Guillermo Cole, spokesman for the Allegheny County Health Department, said it is too soon to say without written rules from the EPA whether specific industries or potential new plants would be impacted by the designation. He noted the department this year set a new rule to limit idling of school buses and is developing new idling rules for other diesel-powered vehicles next year that should help reduce soot.

The overall plan will be developed once federal guidelines are published, he said. Allegheny County will submit its plan to the state, which will develop plans for other counties that don't have their own health departments.

Environmental groups like PennFuture and the state Clean Air Council say the regulations don't go far enough to reduce pollution. PennFuture particularly disagreed with designating only a portion of some counties out of compliance with regulations.
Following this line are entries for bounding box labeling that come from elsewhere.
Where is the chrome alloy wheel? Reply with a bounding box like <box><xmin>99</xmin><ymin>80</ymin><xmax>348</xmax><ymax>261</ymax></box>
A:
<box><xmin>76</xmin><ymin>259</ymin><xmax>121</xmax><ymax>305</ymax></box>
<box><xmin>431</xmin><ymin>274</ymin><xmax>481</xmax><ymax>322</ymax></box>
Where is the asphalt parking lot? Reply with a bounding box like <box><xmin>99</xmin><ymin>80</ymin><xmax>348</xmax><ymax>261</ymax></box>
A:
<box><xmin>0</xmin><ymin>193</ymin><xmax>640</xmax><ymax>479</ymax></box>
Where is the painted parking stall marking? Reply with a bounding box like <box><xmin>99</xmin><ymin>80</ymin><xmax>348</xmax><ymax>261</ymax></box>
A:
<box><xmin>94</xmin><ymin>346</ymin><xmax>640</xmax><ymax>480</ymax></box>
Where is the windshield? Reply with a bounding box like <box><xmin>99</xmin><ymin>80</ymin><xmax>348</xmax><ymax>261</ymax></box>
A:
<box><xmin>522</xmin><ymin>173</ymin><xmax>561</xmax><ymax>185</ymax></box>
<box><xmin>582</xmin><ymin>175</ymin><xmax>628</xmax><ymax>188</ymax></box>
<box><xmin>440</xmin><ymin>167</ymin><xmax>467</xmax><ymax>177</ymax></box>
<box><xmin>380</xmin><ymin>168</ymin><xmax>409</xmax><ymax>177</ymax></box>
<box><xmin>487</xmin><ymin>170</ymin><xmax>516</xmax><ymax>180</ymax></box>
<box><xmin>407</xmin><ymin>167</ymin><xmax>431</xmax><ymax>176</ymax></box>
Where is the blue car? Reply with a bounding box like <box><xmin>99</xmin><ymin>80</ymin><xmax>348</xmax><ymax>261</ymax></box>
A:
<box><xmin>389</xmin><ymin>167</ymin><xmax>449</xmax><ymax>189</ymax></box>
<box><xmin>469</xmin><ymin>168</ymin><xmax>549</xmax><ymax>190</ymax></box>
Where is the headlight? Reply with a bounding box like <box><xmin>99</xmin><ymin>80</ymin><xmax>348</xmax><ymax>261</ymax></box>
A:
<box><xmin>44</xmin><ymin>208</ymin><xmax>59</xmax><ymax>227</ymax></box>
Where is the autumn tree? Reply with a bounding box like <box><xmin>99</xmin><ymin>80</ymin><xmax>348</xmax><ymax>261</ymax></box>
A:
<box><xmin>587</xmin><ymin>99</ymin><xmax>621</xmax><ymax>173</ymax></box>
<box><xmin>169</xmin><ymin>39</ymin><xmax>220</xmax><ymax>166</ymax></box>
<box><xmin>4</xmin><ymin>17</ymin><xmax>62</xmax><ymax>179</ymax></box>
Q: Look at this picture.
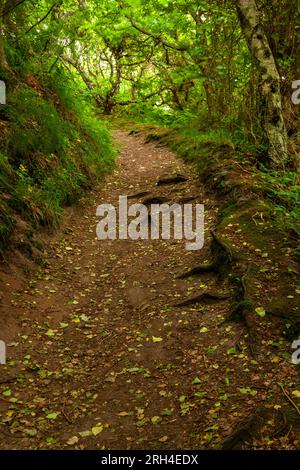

"You can't just cross the street into clean air," said Charles McPhedran, senior attorney for PennFuture and a former EPA attorney. "This is a regional problem and must be dealt with regionwide."

Clean Air spokesman Arthur Stamoulis said the Bush administration is standing in the way of air improvements by holding back on power plant rules that were expected to be in place by the end of the year. Before implementing the rules, Bush wants to make another attempt at passing his Clean Skies legislation when the new Congress convenes in January .

"Delaying real cleanup measures in order to give this bill another chance is a mistake that's hurting public health in Pennsylvania," said Stamoulis. "Pennsylvanians should not have to wait around for healthy air."

Other counties in Pennsylvania that will have to reduce soot are Berks, Bucks, Cambria, Chester, Cumberland, Dauphin, Delaware, Lancaster, Lebanon, Montgomery, Philadelphia and York.

In the five-state region, 59 counties were cited for too much soot. Nationally, 225 counties were cited in 20 states.